Snowflake Computing has confirmed that Snowflake for Azure is immediately available for preview on Microsoft Azure.

The American cloud data warehousing startup, co-founded by Marcin Zuckowski, Benoit Dageville, and Thierry Cruanes in 2012 spent two years in stealth mode before launching publicly in 2014.

Snowflake has raised $463 million (£350.3 million) in growth funding with its pre-money valuation at $1.5 billion (£1.1 billion) over the past five years.

Their data warehousing platform is currently also available in a number of Amazon Web Services regions while continuing to expand geographically.

Demand from customers has prompted Snowflake to offer it on Azure as an option to run the company’s cloud-built data warehouse.

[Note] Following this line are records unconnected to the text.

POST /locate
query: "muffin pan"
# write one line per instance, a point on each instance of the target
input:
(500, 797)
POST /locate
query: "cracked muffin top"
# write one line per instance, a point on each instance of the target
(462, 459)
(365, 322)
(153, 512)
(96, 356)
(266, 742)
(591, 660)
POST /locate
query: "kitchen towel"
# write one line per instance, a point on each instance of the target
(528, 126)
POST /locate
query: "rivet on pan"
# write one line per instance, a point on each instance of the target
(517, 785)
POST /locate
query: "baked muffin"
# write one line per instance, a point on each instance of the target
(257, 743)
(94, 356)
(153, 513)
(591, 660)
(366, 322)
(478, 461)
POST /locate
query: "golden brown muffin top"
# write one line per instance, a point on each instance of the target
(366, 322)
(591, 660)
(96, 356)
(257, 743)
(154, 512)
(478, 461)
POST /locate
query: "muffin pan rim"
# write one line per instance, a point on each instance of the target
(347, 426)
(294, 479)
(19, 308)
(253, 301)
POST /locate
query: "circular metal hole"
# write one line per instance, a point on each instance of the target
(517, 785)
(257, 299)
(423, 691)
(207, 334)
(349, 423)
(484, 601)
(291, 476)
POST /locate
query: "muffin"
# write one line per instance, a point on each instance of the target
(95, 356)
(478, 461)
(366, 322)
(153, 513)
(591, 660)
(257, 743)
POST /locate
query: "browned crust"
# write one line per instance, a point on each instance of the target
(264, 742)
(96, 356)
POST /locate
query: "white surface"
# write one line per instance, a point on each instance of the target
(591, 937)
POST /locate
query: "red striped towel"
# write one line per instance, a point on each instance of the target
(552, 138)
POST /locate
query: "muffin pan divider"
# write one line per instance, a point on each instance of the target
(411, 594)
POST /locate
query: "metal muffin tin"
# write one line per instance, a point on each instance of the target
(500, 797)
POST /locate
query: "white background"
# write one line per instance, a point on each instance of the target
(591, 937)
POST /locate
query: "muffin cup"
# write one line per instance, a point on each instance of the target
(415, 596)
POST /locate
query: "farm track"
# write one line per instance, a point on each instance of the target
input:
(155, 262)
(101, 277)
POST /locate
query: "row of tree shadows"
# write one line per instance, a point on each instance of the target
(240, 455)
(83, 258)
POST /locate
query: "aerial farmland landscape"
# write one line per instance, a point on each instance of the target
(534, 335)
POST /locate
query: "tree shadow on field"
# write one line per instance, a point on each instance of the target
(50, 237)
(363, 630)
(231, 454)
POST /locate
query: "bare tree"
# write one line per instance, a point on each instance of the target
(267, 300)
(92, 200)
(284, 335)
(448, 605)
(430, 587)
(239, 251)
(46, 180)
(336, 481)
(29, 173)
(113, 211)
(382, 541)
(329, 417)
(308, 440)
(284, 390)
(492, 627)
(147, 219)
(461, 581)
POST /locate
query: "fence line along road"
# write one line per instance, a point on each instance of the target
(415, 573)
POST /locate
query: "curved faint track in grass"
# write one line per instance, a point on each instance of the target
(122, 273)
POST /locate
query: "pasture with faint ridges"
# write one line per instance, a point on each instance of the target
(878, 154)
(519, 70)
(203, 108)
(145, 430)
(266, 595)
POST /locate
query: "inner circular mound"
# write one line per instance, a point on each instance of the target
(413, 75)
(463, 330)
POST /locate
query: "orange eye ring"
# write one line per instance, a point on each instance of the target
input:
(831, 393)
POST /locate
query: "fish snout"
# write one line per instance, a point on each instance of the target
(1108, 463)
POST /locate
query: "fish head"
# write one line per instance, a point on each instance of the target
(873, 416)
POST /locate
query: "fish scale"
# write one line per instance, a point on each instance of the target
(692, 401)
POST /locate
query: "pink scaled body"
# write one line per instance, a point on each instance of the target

Thibaut Ceyrolle, Vice President for Sales in Snowflake’s Europe, Middle East and Africa operations told Computer Business Review:

“We started discussions with Microsoft one year ago although the two cloud platforms had different technology architectures.

“We wanted to replicate the same kind of feel on Azure as we did with AWS as people who work with those platforms work with their own infrastructure.”

Snowflake for Azure – How Does It Work?

The platform uses most of Azure’s new features, including limitless storage accounts, accelerated networking and storage soft delete.

Snowflake for Azure uses Azure Blob Storage for data storage as it strips customer data across many storage accounts.

Customer requests go through a virtual warehouse, a set of virtual machines Snowflake provision for Azure Compute that are dedicated to a single customer’s account.

Other services that can be used on Snowflake for Azure include Azure Data Lake Store and visualising the analytics results on PowerBI.

Connecting Snowflake to PowerBI involves installing the Snowflake ODBC driver on your machine to use the built-in company source.

Corey Sanders, Vice President for Azure Compute at Microsoft added:

“We look forward to partnering with Snowflake to enable these data warehouse migrations for enterprise customers moving onto Microsoft Azure. I am excited to have Snowflake available on the Azure platform.”

Snowflake is currently available to Preview in the US East 2 region although the European market will be available to access Snowflake for Azure by the end of the year.